Property 1: If a number is divisible by another number, it must also be divisible by each of its factors.

Example We already know that 36 may be divided by 12.

All 12 components are 1, 2, 3, 4, 6, and 12.

Property 2: If a number is divisible by each of two co-prime integers, it must also be divisible by the product of those numbers.

Example We know that 972 is divisible by each one of the numbers 2 and 3. Also, 2 and 3 are co-primes.

Property 3: If a number is a factor of both the supplied numbers, it must also be a factor of their sum.

Example We know that 5 is a factor of 15 as well as that of 20. So, 5 must be a factor of (15+20), that is 35. And, this is clearly dividing 35.

Property 4: If a number is a factor of both the given numbers, it must also be a factor of the difference between them.

Example We know that 3 is a factor of each one of the numbers 36 and 24. So, 3 must be a factor of (36-24) = 12. Clearly, 3 divides 12 exactly.

Test of Divisibility of Numbers

Here is the Divisibility Test of Numbers of numbers from 2 to 12. 
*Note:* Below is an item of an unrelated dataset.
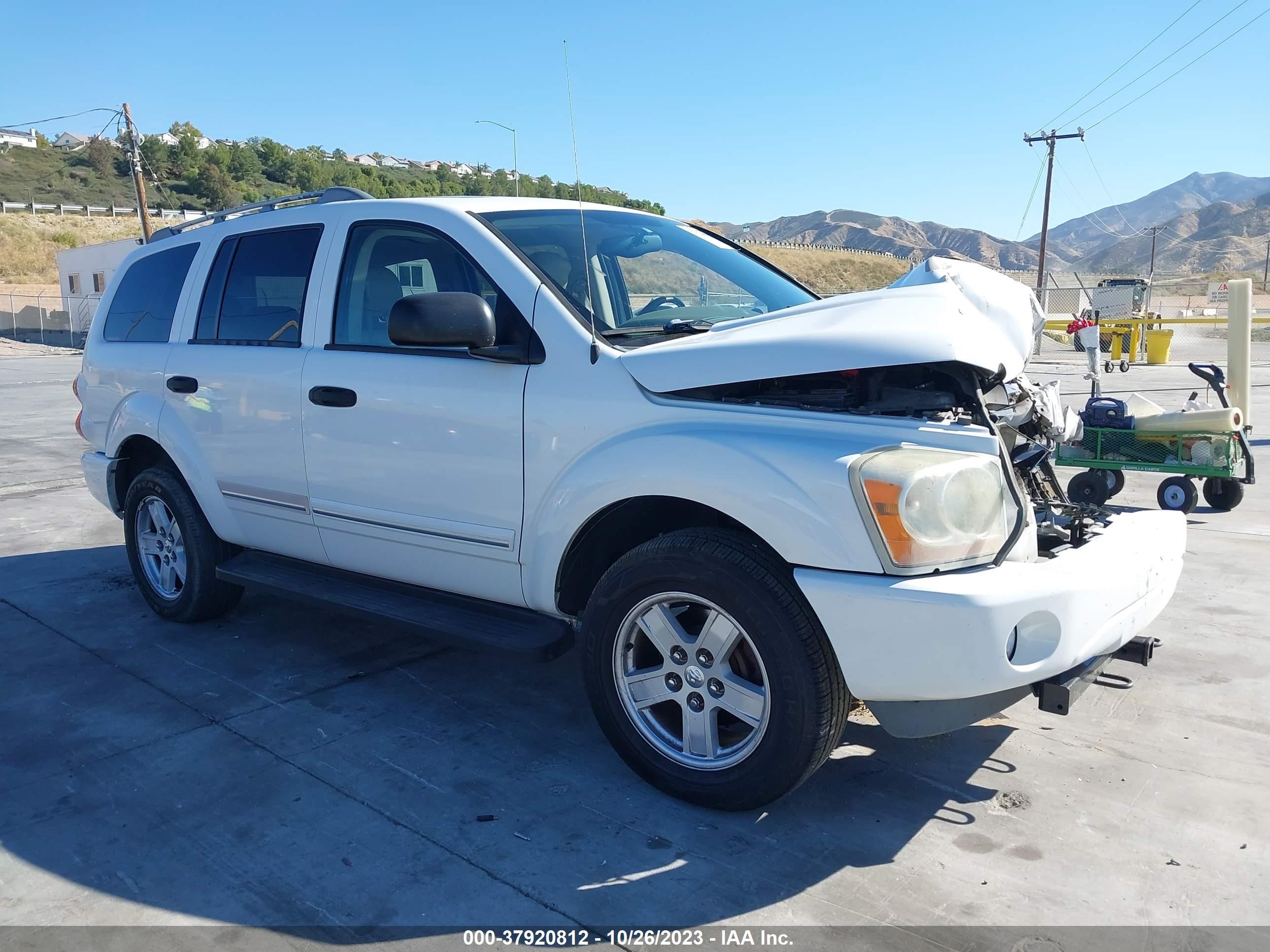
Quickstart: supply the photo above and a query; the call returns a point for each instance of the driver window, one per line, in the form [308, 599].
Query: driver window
[387, 262]
[665, 282]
  • Divisibility by 2: Any number ending in an even number that is 0, 2, 4, 6, and 8 is divisible by 2.
  • Divisibility by 3: The sum of all the digits in a number should be divisible by 3.
  • Divisibility by 4: The last two digits of the number should be either divisible by 4 or be 00.
  • Divisibility by 5: The numbers ending in either 0 or 5 are divisible by 5.
  • Divisibility by 6: The number should be divisible by both 2 and 3, then the number divisible by 6.
    • Divisibility by 7: A multiple of 7 is obtained by subtracting twice the number’s last digit from the remaining digits.
  • Divisibility by 8: The last three digits of the number should either be divisible by 8 or be 000.
  • Divisibility by 9: The sum of all the digits in the number should be divisible by 9.
  • Divisibility by 10: The number which has digit zero at its one’s place is divisible by 10.
  • Divisibility by 11: The difference between the sums of a number’s alternate digits is divisible by 11.
  • Divisibility by 12: The number should be divisible by both 3 and 4, then the number is divisible by 12.

Conclusion

A divisibility test is a quick approach to see if a given number can be divided by a predetermined divisor without having to do the division yourself. When a number is divided fully by another number, the quotient must be a whole number, and the remainder must be zero. We looked upon the divisibility test from 2 and 12 and how we go about checking it for different numbers.